In December 1972, MAPU elected a new general secretary, who claimed MAPU had become a Marxist party. Its congress sketched out a new political line: "The Chilean revolution has an uninterrupted socialist character; democratic tasks and socialist tasks are increasingly bound up with each other, and become at the same time the principal tasks ..."
On the other hand, the UP leadership responded with the Millas Plan. Orlando Millas, the CP minister of the economy, prepared a submission questioning the status of 123 industrial enterprises, most of which had been taken over by their workers during October. The UP was suspected of preparing to give these factories back to their bosses.
Opposed by the Socialist Party, MIR, MAPU, Christian Left and even many CP militants, the government had to back down on the Millas Plan. Under growing mass pressure, the UP went to the March 1973 provincial elections with a more radical program. As a result, the UP got an unexpectedly high vote of 44%.

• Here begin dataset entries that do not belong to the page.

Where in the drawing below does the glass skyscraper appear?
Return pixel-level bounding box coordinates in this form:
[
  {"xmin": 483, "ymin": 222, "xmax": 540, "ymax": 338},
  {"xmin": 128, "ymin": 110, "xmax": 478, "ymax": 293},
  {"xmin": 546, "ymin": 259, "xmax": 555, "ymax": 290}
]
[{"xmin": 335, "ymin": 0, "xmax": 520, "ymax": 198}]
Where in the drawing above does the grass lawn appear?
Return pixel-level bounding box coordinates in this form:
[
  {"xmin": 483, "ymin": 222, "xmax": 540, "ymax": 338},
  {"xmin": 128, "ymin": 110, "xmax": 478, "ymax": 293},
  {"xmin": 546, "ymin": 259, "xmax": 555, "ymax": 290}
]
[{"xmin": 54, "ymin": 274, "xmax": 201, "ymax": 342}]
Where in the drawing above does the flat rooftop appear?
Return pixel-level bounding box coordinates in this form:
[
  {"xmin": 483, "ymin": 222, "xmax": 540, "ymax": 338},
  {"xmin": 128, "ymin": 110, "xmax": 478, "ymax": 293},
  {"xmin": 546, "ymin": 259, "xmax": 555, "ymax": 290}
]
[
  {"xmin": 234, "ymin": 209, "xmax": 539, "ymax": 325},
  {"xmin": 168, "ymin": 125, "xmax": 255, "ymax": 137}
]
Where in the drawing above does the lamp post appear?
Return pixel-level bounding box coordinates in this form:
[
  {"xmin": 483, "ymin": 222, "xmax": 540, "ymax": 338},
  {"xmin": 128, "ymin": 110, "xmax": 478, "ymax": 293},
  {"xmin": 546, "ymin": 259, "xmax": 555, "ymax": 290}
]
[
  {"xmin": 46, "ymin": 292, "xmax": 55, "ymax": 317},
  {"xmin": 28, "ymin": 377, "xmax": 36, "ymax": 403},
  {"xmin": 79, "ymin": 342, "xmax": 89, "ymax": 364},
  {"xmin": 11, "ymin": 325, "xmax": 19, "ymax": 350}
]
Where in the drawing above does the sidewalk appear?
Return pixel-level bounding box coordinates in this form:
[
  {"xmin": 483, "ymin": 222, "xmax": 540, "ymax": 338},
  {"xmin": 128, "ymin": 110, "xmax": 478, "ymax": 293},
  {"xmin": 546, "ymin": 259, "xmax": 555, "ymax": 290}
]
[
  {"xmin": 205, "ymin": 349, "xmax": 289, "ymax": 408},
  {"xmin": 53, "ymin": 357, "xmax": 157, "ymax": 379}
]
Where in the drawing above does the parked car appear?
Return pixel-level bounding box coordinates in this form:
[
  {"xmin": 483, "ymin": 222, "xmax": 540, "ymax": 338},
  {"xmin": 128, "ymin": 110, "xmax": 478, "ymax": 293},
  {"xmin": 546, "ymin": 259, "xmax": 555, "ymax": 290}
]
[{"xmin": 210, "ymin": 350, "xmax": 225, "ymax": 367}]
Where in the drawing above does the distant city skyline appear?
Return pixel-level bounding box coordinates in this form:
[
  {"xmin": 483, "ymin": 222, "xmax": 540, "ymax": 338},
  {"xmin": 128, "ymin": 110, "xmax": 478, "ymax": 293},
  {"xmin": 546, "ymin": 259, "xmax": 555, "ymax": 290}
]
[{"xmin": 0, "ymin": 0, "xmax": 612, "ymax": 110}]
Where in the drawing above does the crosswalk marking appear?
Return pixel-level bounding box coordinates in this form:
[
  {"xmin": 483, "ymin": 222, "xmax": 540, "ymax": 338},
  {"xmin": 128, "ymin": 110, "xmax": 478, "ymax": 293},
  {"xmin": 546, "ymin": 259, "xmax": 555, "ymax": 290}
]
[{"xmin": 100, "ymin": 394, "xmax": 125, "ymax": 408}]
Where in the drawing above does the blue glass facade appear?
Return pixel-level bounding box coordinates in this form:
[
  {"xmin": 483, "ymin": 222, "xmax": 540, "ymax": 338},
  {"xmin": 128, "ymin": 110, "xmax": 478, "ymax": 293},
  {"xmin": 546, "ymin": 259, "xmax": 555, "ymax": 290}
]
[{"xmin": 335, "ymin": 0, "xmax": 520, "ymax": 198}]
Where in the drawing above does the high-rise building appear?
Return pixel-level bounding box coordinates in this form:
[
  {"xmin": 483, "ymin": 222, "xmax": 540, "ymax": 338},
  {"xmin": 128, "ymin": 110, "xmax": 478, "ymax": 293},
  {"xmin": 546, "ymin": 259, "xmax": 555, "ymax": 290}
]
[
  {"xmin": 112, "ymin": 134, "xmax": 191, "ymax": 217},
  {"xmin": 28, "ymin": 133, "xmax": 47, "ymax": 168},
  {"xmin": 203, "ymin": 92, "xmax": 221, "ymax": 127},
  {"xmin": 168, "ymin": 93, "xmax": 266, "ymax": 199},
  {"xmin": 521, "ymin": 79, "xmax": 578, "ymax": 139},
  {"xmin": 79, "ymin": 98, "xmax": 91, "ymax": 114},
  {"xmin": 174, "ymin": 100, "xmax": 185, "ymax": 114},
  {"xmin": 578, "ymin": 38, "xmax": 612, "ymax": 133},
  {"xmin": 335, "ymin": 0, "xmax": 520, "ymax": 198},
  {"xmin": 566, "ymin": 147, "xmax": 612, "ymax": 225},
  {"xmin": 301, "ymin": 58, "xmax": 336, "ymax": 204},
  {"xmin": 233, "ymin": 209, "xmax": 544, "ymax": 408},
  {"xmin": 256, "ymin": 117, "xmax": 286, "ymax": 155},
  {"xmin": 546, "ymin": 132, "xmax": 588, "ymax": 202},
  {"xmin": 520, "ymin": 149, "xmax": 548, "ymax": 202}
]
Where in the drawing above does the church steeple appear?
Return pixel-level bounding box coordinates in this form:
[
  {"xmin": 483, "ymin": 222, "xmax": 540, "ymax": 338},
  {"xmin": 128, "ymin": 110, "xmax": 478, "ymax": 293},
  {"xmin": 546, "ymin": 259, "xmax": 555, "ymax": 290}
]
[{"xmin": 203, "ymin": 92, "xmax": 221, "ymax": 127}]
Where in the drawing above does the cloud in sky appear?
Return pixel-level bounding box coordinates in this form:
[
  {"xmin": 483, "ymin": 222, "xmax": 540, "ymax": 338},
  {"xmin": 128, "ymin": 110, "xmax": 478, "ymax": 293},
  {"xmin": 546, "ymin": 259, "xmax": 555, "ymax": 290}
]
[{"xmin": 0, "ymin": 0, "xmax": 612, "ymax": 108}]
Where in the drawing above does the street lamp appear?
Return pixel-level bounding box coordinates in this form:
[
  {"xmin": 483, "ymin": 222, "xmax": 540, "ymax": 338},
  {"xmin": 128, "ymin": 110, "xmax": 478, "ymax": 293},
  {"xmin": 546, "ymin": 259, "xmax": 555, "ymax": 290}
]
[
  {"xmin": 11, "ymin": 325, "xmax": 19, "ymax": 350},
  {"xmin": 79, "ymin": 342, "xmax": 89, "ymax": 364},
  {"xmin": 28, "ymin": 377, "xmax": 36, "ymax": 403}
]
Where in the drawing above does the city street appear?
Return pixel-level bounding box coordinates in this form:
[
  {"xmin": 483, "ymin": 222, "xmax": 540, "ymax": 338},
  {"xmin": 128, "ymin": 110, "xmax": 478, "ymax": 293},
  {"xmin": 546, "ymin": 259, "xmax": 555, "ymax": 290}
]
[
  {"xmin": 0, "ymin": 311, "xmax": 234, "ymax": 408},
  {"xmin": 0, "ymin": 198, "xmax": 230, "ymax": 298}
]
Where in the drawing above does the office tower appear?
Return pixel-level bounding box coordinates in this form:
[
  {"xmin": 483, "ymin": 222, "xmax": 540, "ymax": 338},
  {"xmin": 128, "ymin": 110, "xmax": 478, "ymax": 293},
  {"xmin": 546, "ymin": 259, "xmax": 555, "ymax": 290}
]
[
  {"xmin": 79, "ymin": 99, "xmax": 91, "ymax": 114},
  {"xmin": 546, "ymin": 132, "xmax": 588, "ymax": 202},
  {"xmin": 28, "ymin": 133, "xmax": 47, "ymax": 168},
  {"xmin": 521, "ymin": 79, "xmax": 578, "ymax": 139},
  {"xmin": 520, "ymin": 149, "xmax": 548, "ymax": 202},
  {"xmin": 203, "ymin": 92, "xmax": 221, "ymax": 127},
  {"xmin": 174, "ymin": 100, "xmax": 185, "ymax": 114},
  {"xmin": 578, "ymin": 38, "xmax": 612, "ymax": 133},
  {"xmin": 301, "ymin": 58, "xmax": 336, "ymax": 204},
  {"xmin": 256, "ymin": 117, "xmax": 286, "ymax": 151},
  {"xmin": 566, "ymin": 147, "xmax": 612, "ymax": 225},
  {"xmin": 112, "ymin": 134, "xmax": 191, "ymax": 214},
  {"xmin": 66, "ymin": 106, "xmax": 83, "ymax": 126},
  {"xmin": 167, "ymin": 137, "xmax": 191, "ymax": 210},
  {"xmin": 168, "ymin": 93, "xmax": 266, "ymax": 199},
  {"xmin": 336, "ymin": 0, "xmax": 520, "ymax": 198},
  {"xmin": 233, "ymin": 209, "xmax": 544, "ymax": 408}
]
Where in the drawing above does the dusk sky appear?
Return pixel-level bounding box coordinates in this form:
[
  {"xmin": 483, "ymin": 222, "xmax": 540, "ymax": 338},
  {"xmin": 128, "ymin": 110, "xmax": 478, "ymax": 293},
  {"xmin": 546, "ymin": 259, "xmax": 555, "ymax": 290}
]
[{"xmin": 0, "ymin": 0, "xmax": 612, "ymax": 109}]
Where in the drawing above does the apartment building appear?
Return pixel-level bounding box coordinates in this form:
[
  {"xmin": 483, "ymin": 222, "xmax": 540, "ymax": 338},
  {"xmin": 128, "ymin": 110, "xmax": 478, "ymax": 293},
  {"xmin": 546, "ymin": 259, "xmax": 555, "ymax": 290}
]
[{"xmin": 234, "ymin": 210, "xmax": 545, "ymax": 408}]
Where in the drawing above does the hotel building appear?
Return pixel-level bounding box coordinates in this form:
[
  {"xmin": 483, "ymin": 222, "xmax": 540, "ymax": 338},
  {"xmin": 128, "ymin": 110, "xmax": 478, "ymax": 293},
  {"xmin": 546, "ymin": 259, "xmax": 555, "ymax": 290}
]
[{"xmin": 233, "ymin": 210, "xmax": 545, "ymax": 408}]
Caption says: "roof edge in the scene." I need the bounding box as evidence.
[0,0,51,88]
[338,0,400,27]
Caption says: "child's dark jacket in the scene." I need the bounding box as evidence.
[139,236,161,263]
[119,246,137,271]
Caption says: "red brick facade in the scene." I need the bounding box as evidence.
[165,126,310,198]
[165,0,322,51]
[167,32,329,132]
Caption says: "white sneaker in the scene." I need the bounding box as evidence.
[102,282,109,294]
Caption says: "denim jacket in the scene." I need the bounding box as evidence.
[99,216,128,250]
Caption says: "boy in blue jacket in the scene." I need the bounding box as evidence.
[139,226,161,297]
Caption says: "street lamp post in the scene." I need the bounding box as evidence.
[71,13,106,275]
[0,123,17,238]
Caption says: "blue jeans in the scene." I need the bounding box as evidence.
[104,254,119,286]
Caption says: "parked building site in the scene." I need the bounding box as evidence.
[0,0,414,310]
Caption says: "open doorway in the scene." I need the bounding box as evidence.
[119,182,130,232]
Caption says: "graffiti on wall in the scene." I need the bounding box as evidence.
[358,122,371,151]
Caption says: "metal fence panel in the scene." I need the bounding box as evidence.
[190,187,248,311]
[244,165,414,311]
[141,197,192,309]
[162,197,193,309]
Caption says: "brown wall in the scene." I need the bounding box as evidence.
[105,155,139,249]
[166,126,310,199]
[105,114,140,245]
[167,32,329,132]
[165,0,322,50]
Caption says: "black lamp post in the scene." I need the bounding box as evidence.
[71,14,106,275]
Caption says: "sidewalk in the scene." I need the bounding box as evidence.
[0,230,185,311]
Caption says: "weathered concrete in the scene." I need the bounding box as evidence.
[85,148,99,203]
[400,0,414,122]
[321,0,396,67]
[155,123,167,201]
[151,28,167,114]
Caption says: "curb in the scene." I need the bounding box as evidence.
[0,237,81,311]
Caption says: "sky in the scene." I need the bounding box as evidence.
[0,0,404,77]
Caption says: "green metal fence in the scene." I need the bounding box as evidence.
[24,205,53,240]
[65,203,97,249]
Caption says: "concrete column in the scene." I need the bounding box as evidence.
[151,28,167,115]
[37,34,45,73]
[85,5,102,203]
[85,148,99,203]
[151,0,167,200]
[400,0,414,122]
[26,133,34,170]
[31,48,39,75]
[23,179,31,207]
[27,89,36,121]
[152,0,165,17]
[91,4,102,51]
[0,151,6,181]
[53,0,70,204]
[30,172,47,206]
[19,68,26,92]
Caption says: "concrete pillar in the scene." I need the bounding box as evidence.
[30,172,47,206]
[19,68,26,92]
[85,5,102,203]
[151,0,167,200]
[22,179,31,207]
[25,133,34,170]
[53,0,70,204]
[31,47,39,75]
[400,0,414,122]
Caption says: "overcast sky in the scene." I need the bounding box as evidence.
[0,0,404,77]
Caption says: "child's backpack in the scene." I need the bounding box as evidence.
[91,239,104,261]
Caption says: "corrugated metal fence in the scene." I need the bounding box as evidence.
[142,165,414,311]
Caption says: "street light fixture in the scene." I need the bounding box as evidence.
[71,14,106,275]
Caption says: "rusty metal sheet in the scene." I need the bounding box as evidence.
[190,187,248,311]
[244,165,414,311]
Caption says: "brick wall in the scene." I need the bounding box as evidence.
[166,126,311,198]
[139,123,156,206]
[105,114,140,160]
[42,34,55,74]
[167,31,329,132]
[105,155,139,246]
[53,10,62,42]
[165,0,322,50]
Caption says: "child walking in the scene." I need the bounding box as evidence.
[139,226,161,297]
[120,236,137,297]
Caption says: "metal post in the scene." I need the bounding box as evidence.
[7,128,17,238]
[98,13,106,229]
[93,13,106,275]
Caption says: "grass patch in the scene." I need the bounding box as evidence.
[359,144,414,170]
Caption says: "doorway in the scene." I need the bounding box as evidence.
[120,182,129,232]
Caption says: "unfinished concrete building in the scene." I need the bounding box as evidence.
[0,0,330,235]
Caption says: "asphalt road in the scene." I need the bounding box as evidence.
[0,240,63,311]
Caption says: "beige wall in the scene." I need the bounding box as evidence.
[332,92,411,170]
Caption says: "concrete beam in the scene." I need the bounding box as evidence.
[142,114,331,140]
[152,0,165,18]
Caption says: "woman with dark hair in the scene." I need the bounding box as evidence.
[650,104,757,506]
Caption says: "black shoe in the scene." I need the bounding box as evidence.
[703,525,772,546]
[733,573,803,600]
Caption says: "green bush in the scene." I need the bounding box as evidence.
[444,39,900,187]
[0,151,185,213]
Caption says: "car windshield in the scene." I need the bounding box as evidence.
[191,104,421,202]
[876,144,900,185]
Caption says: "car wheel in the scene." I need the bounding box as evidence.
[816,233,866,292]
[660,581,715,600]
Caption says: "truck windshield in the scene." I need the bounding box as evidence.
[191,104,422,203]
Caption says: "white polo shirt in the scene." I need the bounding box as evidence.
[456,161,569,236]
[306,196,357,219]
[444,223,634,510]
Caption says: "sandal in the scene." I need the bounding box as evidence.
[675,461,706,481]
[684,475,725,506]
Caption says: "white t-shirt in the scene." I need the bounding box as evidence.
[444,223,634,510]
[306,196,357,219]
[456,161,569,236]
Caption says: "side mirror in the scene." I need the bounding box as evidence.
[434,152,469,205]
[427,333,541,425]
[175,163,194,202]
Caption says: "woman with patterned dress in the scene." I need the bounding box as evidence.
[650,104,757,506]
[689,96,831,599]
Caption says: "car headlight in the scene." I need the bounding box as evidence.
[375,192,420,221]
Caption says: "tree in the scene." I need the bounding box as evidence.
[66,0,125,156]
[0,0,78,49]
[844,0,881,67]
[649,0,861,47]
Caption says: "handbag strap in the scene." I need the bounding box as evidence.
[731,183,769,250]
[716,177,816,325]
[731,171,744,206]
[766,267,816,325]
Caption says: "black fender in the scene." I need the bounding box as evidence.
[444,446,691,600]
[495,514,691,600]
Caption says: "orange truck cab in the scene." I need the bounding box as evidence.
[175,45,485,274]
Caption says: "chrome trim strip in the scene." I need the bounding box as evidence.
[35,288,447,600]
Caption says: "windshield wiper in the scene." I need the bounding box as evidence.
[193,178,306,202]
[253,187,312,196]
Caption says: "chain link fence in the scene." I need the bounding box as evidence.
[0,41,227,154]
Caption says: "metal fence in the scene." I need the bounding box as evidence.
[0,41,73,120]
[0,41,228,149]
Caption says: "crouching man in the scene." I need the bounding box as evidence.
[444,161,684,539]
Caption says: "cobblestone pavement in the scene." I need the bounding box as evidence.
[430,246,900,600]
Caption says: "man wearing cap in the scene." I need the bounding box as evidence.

As the intentions of the bourgeoisie became increasingly open, the cordones industriales and the comandos comunales (squatters, peasants and workers' community defence organisations) initiated plans for a meeting of all cordones and comandos in Santiago province. The president of the Cordon Cerillos expressed the sentiment growing among the politically advanced sections of the working class:
"The cordones are nuclei of popular power and must be developed because the government is locked into the framework of bourgeois institutions, which prevent it from thoroughly confronting the bourgeoisie."
The coup
On June 29 came the first attempted coup. It involved only 150 soldiers and was obviously only a trial run.
By this stage, however, the army was in full preparation for the decisive coup. Using the arms control law passed by the right-dominated Congress in October 1972, the army had already begun mass raids for guns in workplaces and homes.
On September 11, in the early morning hours, the navy seized the port of Valparaiso. At noon the campus of the State Technical University (a centre of left students) was attacked by jet fighters, then by troops using mortars and machine guns. Within an hour, 700 students were dead.
Factories were attacked systematically, but many workers managed to defend their factories for hours. An Italian newspaper described the savage onslaught by the army on one of the major plants in the industrial suburbs of Santiago: "Although it was attacked by heavy artillery and bombed from the air, the workers held out for five days. When the troops finally entered the shops, bodies were lying all over the floor. Then there was a hand to hand struggle inside, a last desperate attempt to hold the factory."
All socialist centres and offices were immediately attacked. Troops machine-gunned the entire staff of the MIR paper Punto Final in their offices. In all some 25,000 people were killed in the first few days.
Many things are different today, but the tragic lessons of the Chilean coup -- the failure of the gradualist parliamentary strategy -- remain.